Nel linguaggio economico, la vendita all’estero di una merce a prezzi inferiori a quelli praticati sul mercato interno. Si parla in tal caso anche di discriminazione del prezzo. Di tale pratica si servono imprese e soprattutto gruppi di imprese, che operano in regime di quasi-monopolio nel mercato interno così da poter vendere in esso a prezzi superiori al costo e che godono di una protezione doganale tale da garantirli contro il pericolo che la merce rifluisca dall’estero a prezzi inferiori a quelli praticati sul mercato nazionale. Il d. rappresenta un potente strumento di lotta commerciale per la conquista di mercati esteri, ma provoca in genere l’erezione di barriere doganali difensive ( dazi antidumping).

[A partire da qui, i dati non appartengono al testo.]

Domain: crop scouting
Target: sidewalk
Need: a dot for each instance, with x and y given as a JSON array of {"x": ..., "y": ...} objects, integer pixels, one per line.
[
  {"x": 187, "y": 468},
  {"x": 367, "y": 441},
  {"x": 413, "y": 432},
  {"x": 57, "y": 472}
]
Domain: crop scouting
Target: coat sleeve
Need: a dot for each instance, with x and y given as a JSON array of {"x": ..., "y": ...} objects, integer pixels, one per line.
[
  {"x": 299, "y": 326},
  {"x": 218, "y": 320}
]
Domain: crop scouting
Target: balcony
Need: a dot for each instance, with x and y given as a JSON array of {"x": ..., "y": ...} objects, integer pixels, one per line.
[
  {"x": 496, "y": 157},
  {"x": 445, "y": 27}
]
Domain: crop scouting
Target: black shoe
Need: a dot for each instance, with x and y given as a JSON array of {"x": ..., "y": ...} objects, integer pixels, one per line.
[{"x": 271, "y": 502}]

Simili agli effetti del d. sono quelli prodotti dalle esportazioni dei paesi il cui tasso di cambio venga svalutato rispetto alle altre monete, esportazioni che vengono appunto definite anche come d. valutario (o competitivo); i prodotti di detti paesi, per quanto aumentati di prezzo in valuta nazionale, risultano infatti in termini di cambio sempre assai competitivi e possono esercitare sui mercati esteri un’efficace concorrenza e determinare le relative reazioni ( dazi antivaluta-dumping). Mentre il d. è vietato da molti accordi internazionali (CEE, GATT ecc.), si è spesso assistito a fenomeni di d. valutario.

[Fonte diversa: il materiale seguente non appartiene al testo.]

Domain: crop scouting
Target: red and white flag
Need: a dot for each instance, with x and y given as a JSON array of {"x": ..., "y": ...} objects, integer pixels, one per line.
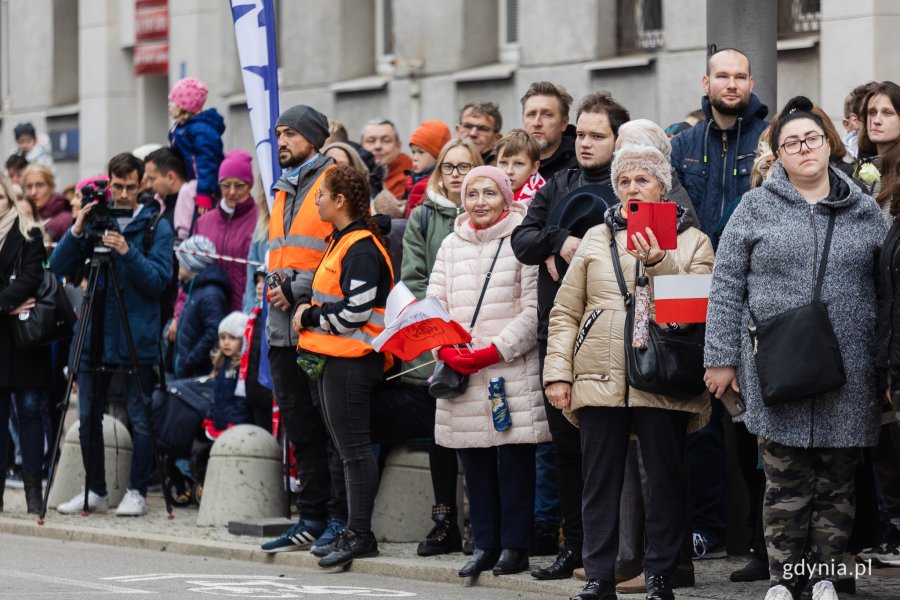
[
  {"x": 416, "y": 326},
  {"x": 681, "y": 298}
]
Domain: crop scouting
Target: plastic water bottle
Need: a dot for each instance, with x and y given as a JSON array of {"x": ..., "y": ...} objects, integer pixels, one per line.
[{"x": 499, "y": 407}]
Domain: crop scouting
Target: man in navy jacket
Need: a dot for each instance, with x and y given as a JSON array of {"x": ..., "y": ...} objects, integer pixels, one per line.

Fra i diversi aspetti con cui il fenomeno del d. può manifestarsi, sta assumendo importanza crescente quello del cosiddetto d. sociale, che si verifica quando un bene può essere venduto in un mercato straniero a un prezzo inferiore a quello ‘normale’ perché è stato prodotto a un costo più basso. In particolare, risulta inferiore la componente del costo legata al lavoro; ciò accade in determinati paesi in via di sviluppo, dove vigono situazioni di sfruttamento dei lavoratori più deboli a causa del mancato rispetto dei diritti minimi dei lavoratori e dei diritti sociali, con conseguente produzione di merci a condizioni di costo particolarmente competitive. Non avendo ancora avuto attuazione in tali paesi norme adeguate a tutela delle categorie più deboli dei lavoratori, organismi internazionali come la WTO e l’OIL hanno avviato il dibattito sulle modalità per rendere efficace la Dichiarazione sui principi e diritti fondamentali nel lavoro sancita dall’OIL nel 1998.

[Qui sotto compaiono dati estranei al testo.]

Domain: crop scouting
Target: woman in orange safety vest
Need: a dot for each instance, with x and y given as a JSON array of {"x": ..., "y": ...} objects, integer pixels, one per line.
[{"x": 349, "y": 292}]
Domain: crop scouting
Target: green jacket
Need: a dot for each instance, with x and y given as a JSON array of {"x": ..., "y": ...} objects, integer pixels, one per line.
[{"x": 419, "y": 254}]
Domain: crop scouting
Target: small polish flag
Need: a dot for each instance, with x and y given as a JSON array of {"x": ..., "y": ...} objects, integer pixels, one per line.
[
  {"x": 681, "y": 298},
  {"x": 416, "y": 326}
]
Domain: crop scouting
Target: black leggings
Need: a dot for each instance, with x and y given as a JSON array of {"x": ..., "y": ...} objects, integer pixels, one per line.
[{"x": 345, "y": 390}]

La locuzione d. sociale assume anche un significato più ampio, intendendo con essa i costi che le imprese traslano sulla società. Il processo di liberalizzazione del mercato del lavoro è visto da alcuni come un fenomeno di d. sociale, in quanto consente alle imprese di utilizzare in maniera meno rigida il fattore lavoro, ma senza sopportarne i costi legati alla precarizzazione e disoccupazione che ricadono invece sulla collettività.
Per analogia si parla anche di d. ambientale, quando una impresa può immettere sul mercato beni a più bassi prezzi perché prodotti a minori costi in paesi dove non esiste una normativa per la tutela ambientale.